In setting the record straight, Cornforth and Wardlow track Johnson from birth to death. They do so by citing friends, family, and Johnson's contemporaries, including the likes of Johnny Shines and Calvin Frazier, who not only knew Johnson first hand but played alongside him. Some of the material here has been collected by others and has appeared in past publications. However, there is a great deal here that is new here. And nothing, according to the authors, that is not corroborated. Although I've read most of what has been written about Johnson over the last fifty years- until this book, the best being being Elijah Ward's Escaping the Delta: Robert Johnson and the Invention of the Blues- Up Jumped the Devil is going to be invaluable to anyone interested in Johnson or Delta blues. Having said that, I thought I'd put together, pretty much off the top of my head and in no particular order of importance, a list of what I learned, or maybe knew but forgot, from reading Cornforth and Wardlow's book:
-Johnson was already proficient on guitar when still a teenager- though he was playing what is described by Cornforth and Wardlow, or their informantm as folk blues, rather than the deep blues with which he is commonly associated. That Son House's famous assessment of RJ had to do with the sudden realization that he now faced a competitor in RJ.
-That RJ went by a variety of names and nick-names, that he was subjected to what amounted to physical abuse by his step-father Dusty Willis. The latter wanted young Robert to work in the fields instead of playing music. Not surprisingly, RJ hated field work. Also, he enjoyed school, liked to read and was sophisticated in his taste in music.
-That RJ was capable of playing complex chords, had a near perfect ear, could hear a piece of music on the radio and reproduce it at gigs later that evening. He was also capable of playing in the jazzier style of his musical hero Lonnie Johnson.
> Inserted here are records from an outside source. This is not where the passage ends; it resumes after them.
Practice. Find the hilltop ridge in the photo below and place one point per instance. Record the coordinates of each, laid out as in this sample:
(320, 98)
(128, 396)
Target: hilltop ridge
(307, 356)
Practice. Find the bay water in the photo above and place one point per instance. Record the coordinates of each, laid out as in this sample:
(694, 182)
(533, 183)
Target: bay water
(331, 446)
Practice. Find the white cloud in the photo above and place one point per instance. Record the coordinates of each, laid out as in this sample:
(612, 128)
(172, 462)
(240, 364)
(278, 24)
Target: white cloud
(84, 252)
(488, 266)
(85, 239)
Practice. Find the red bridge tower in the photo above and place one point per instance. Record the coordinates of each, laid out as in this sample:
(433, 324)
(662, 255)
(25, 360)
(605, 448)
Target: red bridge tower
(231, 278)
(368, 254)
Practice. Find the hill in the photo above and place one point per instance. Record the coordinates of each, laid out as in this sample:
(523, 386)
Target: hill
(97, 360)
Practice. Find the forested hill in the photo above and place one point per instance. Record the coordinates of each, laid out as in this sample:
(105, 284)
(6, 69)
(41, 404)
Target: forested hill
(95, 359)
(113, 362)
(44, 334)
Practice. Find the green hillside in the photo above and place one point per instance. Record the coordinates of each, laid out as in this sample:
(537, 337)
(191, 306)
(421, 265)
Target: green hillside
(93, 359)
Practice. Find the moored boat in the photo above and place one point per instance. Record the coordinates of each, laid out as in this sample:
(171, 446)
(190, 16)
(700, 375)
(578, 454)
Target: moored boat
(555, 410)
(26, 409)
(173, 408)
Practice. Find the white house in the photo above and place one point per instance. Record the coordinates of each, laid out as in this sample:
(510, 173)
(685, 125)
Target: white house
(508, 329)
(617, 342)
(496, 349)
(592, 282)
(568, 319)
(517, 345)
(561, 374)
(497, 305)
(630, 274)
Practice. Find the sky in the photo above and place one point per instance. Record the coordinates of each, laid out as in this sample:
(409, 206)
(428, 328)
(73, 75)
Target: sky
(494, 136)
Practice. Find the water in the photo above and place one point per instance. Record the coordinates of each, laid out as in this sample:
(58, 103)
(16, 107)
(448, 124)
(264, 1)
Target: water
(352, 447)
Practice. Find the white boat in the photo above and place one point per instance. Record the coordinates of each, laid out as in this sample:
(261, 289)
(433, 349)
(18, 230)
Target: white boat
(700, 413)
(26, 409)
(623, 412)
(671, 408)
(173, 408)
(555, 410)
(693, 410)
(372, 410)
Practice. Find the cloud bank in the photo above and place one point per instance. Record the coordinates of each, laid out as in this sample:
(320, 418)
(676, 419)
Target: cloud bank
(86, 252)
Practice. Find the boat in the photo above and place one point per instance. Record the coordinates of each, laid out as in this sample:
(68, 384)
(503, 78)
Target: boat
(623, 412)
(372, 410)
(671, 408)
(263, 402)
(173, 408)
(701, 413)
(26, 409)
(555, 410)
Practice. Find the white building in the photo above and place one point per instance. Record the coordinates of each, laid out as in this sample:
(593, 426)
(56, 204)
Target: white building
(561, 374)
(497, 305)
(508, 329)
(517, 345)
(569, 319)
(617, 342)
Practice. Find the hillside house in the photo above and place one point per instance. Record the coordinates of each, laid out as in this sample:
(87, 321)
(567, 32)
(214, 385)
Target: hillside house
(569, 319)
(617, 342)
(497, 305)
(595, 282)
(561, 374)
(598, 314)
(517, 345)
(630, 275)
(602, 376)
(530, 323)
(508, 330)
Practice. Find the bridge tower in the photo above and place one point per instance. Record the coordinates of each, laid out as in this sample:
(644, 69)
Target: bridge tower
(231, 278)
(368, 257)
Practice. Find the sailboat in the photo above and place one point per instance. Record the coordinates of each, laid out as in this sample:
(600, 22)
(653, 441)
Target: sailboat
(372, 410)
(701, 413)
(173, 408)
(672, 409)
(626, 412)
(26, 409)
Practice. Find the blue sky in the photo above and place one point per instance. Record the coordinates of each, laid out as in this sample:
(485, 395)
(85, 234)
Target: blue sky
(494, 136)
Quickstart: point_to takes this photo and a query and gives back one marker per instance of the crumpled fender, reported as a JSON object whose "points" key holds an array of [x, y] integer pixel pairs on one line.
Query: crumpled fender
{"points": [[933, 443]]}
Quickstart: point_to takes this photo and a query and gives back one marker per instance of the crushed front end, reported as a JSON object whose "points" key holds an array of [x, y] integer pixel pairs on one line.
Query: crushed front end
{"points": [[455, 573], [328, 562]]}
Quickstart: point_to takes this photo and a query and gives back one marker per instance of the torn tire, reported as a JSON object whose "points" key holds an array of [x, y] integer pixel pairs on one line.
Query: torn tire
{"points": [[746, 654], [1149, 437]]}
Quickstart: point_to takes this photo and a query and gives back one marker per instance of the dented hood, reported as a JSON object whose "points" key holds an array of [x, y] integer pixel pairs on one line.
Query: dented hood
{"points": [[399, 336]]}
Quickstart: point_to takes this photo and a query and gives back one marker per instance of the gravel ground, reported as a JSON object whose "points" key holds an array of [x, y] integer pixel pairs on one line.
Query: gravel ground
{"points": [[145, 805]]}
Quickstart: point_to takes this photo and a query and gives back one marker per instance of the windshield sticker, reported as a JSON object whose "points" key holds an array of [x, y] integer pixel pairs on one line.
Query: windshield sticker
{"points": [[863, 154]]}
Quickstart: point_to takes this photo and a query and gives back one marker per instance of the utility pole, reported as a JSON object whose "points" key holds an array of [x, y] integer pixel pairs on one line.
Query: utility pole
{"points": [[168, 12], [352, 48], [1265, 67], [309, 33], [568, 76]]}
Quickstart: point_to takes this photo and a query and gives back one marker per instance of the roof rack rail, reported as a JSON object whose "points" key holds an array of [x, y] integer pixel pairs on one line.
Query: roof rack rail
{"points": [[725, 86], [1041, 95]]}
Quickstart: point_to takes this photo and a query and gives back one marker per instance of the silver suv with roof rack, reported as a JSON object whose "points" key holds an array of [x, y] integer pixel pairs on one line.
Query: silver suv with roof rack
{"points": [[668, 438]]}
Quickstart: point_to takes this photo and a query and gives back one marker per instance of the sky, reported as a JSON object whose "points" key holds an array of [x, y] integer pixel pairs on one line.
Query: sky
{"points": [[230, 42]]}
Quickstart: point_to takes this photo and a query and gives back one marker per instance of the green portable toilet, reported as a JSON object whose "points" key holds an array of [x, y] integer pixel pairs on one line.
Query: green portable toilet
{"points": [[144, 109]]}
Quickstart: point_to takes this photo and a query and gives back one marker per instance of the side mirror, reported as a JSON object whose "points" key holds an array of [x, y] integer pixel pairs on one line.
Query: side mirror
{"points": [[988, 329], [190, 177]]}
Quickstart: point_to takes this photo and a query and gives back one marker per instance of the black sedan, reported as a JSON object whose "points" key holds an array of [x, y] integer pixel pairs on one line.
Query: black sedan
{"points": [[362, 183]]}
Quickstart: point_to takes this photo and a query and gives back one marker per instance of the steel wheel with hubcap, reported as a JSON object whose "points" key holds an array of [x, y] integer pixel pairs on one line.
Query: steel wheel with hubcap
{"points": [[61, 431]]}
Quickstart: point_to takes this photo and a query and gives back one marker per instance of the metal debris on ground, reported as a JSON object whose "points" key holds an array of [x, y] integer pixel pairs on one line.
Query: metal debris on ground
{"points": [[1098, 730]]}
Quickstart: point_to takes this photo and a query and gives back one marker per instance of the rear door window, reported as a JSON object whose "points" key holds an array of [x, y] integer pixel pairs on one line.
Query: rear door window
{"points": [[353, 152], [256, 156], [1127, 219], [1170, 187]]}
According to Calvin Frazier and Johnny Shines, RJ could play practically any type of music, would play tarantellas at Italian weddings, Jewish music at at Jewish weddings, etc..
-Though RJ heard an array of Delta musicians, including House and Patton, and learned from them, his main influence was a local musician, Ike Zimmerman.
-That RJ traveled widely, not only to Memphis, where he had immediate family, and Texas where he would record, but Chicago, Kentucky, New York, Detroit, Canada both on his own and in the company of Shines and Frazier, to play music.
-That RJ kept a notebook, worked out renditions of songs and rarely varied the lyrics or melody.
-That RJ turned against religion after the death of his first wife and child while giving birth. He was nineteen at the time.
-That RJ's ambition was to play on Ted Mack's Amateur Hour, in the hope that it would be a springboard to national notoriety.
- That RJ didn't face the wall during his recording sessions out of nervousness but because he wanted to hide what he was doing from a group of Mexican musicians. He is reported to have often turned his back on musicians if he thought they were trying to steal his licks.
-That John Hammond Sr kicked-off the misinformation surrounding RJ in his article that followed on from his Spirituals to Swing concert.
|Johnson's death certificate|
Of course, this is just the tip of the iceberg. There is clearly a great deal more in Up Jumped the Devil that's both surprising, illuminating and new. Interestingly, rather than simply debunking the various myths surrounding Johnson's life- meeting the devil at the crossroads, etc.- Wardlow and Cornforth spend time investigating the various beliefs common to the African-American culture at that time and in that place that behind such stories. Likewise, they do the same for some of Johnson's more obscure lyrics. While it remains debatable as to whether Johnson is the greatest of Delta bluesmen, when you finish this book you will not only know more about him, but you will definitely have a greater appreciation of him as a musician.